1929 Buhranı sermayenin karlılık krizlerinden biriydi. Ondan çıkışın yolu da İkinci Dünya Savaşı’nın yarattığı büyük yıkım sonrası Avrupa’nın yeniden inşa edilmesi, Japonya’nın sermayeye geniş imkanlar sunması, SSCB ile Soğuk Savaş döneminin gerektirdiği silahlanma ekonomisinin dinamikleri gibi sermayenin düşen kar oranlarını toparlamasına imkan veren gelişmeler oldu. Bu imkanlar 1970’lerde tekrar tıkandığında, sermaye açısından yeni bir karlılık krizi farklı emarelerle kendini göstermiş oldu.
2009 krizinin doğası da 1929’dan, 1974’ten farklı değil. Kapitalist krizler kar oranlarındaki düşme eğiliminin sürdürülemez noktaya gelmesini ifade ediyor. Kapitalistler yaptığı yatırım, harcadığı sermayeye oranla elde ettiği kar güdük kalmaya başladığında ilk olarak üretimden elini ayağını çekip spekülasyonlar peşinde karları toparlama yoluna gider. Bakın 2009 öncesi mortgage piyasasına ya da 2009 sonrasında finansal yüksek kazanç peşinde koşanlara. Bu yöntem de bir yerde tıkanır ve ekonomide domino etkisiyle topyekün çöküş başlar. Hangi ekonomik model uygulanırsa uygulansın, karlılık krizi çözülmediği sürece kapitalistler üretim süreçlerinden kaçmaya, bütün bir kar mekanizması meta üretimine dayanan kapitalist ekonomi tıkanmaya devam eder.
Ancak krizin boyutuna göre çapı değişse de yıkım kapitalist krizin gerçek çözümü olur. Çünkü yıkım; yeniden inşayı gerektirir. Yeniden inşa yüksek karlılık demektir.

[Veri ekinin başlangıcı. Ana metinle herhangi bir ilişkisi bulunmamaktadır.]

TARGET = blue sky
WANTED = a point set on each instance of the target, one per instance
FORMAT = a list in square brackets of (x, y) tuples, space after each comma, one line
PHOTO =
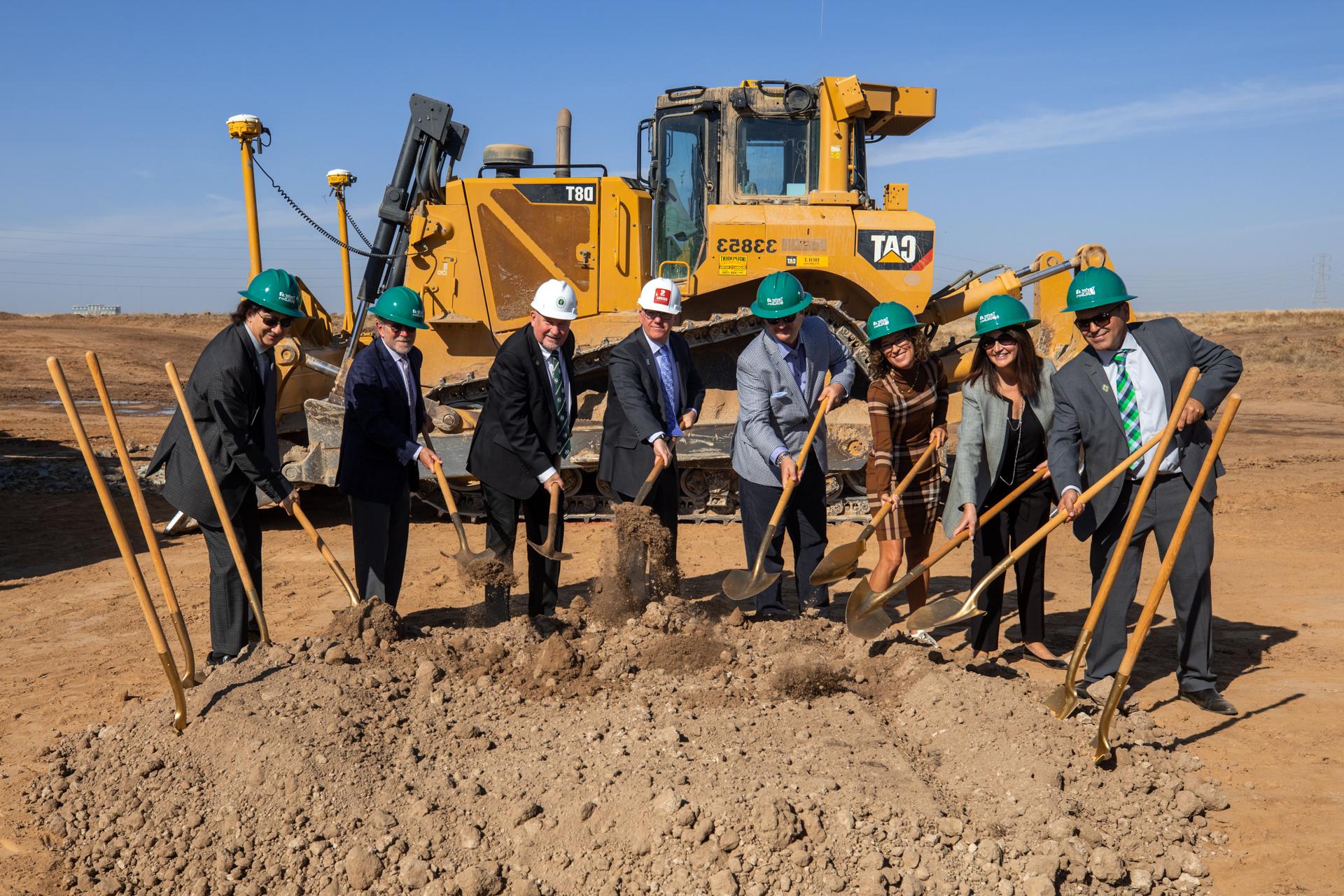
[(1199, 141)]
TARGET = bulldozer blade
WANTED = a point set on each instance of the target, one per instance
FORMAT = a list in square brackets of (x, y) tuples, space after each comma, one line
[(741, 584), (839, 564), (1102, 748), (944, 612), (864, 614)]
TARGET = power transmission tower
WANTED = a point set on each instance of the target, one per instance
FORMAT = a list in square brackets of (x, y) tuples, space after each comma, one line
[(1322, 267)]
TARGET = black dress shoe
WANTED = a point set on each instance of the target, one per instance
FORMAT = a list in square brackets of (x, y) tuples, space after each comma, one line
[(1050, 664), (1209, 700)]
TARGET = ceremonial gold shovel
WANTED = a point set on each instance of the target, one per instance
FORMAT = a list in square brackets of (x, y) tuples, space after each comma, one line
[(741, 584), (128, 554), (844, 559), (137, 498), (1136, 641), (864, 612)]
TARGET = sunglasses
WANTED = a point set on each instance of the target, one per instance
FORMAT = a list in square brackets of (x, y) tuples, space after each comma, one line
[(272, 321), (1100, 320), (1004, 337)]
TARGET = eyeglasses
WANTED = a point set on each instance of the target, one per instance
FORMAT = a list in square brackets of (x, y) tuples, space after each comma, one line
[(1098, 320)]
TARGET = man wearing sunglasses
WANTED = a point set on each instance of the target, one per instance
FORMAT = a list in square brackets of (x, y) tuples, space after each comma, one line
[(385, 415), (232, 394), (654, 398), (1112, 398), (781, 382)]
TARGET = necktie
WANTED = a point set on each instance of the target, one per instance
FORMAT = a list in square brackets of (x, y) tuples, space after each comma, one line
[(270, 445), (664, 359), (562, 407), (1128, 400)]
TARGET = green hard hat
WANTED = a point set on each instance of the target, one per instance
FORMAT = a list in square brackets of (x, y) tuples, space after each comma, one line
[(999, 312), (1096, 288), (780, 295), (401, 305), (889, 317), (276, 290)]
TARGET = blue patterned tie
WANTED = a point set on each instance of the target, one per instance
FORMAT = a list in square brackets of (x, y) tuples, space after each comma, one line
[(668, 391), (1128, 400)]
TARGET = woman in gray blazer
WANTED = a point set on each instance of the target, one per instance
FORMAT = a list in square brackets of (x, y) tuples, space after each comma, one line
[(1007, 407)]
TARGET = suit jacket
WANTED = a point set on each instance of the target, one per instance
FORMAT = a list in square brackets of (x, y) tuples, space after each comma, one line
[(980, 440), (518, 434), (1088, 418), (635, 407), (227, 402), (773, 412), (377, 447)]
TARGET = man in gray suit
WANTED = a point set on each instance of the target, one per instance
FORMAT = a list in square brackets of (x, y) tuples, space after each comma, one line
[(1110, 399), (781, 382)]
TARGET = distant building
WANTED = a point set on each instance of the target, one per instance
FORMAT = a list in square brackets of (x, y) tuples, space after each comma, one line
[(97, 309)]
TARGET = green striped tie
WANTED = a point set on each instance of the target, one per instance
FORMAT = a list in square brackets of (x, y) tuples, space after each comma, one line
[(562, 407), (1128, 400)]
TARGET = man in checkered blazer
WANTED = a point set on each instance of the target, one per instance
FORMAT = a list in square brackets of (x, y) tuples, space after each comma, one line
[(781, 382)]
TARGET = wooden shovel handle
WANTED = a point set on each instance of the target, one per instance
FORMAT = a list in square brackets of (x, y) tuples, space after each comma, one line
[(1155, 596), (803, 458), (327, 555), (1145, 488)]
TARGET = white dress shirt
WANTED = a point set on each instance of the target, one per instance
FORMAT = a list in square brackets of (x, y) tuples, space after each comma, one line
[(565, 375), (1152, 402), (403, 365)]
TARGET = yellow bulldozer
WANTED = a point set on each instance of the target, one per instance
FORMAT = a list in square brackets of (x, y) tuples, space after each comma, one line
[(730, 184)]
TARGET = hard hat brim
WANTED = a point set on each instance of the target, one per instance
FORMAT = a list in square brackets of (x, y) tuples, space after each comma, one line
[(270, 305), (771, 314)]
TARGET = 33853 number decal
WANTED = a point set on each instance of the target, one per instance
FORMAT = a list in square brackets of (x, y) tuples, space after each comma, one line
[(756, 246)]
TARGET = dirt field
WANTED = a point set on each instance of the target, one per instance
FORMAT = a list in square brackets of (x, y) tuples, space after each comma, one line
[(680, 752)]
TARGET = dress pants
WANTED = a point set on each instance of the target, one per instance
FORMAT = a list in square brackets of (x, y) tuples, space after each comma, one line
[(543, 575), (804, 520), (381, 532), (230, 614), (664, 500), (1190, 584), (993, 542)]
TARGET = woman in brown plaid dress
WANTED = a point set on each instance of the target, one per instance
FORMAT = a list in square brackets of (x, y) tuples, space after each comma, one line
[(907, 407)]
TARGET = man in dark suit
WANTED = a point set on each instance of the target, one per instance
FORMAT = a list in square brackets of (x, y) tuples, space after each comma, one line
[(654, 397), (522, 437), (1112, 398), (385, 414), (232, 394)]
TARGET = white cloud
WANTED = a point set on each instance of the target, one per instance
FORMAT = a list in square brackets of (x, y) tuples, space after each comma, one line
[(1247, 102)]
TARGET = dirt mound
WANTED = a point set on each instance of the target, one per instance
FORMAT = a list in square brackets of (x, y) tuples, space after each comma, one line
[(545, 757), (371, 621)]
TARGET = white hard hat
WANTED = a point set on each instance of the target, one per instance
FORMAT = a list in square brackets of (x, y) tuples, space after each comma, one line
[(662, 295), (555, 298)]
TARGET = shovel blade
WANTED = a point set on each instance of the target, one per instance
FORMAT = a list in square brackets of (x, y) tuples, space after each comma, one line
[(1062, 700), (944, 612), (863, 614), (838, 564), (741, 584)]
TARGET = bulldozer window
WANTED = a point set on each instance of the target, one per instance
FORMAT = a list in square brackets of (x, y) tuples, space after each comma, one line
[(680, 194), (773, 158)]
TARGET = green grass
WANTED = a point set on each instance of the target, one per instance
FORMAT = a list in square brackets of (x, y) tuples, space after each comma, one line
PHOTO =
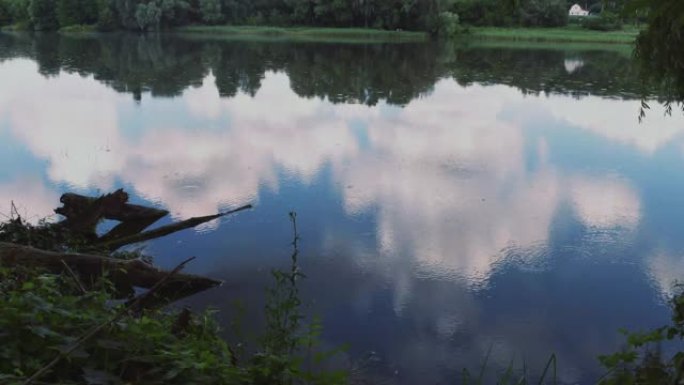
[(18, 27), (570, 34), (306, 33)]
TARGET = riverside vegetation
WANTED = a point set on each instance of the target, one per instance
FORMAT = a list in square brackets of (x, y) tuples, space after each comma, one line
[(67, 326), (435, 17)]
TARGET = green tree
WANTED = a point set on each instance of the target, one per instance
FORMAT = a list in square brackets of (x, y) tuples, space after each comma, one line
[(18, 10), (42, 13), (106, 16), (659, 47), (148, 16), (5, 15), (210, 11)]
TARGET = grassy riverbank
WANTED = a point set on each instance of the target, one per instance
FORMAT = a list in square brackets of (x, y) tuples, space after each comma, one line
[(570, 34), (306, 33)]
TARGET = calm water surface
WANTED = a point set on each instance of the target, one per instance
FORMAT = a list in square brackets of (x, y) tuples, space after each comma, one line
[(450, 199)]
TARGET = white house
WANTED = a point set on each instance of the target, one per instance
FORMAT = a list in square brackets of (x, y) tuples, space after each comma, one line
[(577, 10)]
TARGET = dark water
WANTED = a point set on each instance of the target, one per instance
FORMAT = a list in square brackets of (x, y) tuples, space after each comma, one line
[(451, 199)]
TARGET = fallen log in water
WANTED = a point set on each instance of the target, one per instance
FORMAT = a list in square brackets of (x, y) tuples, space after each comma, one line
[(82, 215), (124, 274)]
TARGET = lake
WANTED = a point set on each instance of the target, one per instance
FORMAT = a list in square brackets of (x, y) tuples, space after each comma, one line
[(451, 199)]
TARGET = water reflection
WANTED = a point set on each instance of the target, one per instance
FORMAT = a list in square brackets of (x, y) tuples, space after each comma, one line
[(456, 198)]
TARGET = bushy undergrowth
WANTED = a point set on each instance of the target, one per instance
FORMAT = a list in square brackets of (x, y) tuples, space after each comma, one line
[(45, 315)]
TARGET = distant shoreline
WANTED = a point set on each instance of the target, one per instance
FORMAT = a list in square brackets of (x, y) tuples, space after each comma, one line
[(306, 33), (569, 34)]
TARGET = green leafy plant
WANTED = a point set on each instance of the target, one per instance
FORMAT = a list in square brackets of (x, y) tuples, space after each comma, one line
[(44, 316), (643, 359)]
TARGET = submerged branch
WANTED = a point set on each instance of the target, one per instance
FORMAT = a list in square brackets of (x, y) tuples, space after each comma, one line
[(166, 230)]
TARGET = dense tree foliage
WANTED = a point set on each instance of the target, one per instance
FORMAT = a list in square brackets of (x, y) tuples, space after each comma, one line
[(367, 74), (427, 15), (660, 47), (434, 16)]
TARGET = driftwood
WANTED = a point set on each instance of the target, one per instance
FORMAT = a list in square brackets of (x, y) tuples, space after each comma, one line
[(113, 244), (83, 214), (124, 274), (130, 307)]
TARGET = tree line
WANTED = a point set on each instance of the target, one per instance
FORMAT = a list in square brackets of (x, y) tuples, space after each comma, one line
[(167, 65), (433, 16), (419, 15)]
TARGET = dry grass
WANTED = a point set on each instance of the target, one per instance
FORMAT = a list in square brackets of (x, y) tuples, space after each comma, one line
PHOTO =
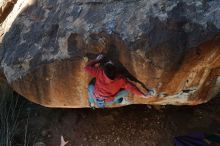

Keynesyen model, talep artışıyla filan bugün kapitalizmin krizine ekonomik çare olmasa da farklı dinamikleri yaşama geçirerek ihtiyaç duyulan yıkım için yeni kanallar açabilir. Şöyle ki… Keynesyenizm talep artışını teşvik ederken bu talebin ülke içinden karşılanmasını hedefler. Özünde ekonomik milliyetçilik, korumacılık vardır. Ekonomik milliyetçilik, korumacılık ise uluslararası gerilim demektir; hele ki küresel ticaretin zirve yaptığı neoliberal çağda. Zaten Biden, önüne Çin’le kavgayı koymuş; Rusya ile gerilimi yedekte tutuyor. Artan gerilimlerin bir dünya savaşına uzayacak kadar barutu olmayabilir ama vekalet savaşları, bölgesel çatışmalar hiç de şaşırtıcı olmayacaktır. Ancak onların yıkımı da bir dünya ekonomisini toparlamaya yetmeyecektir.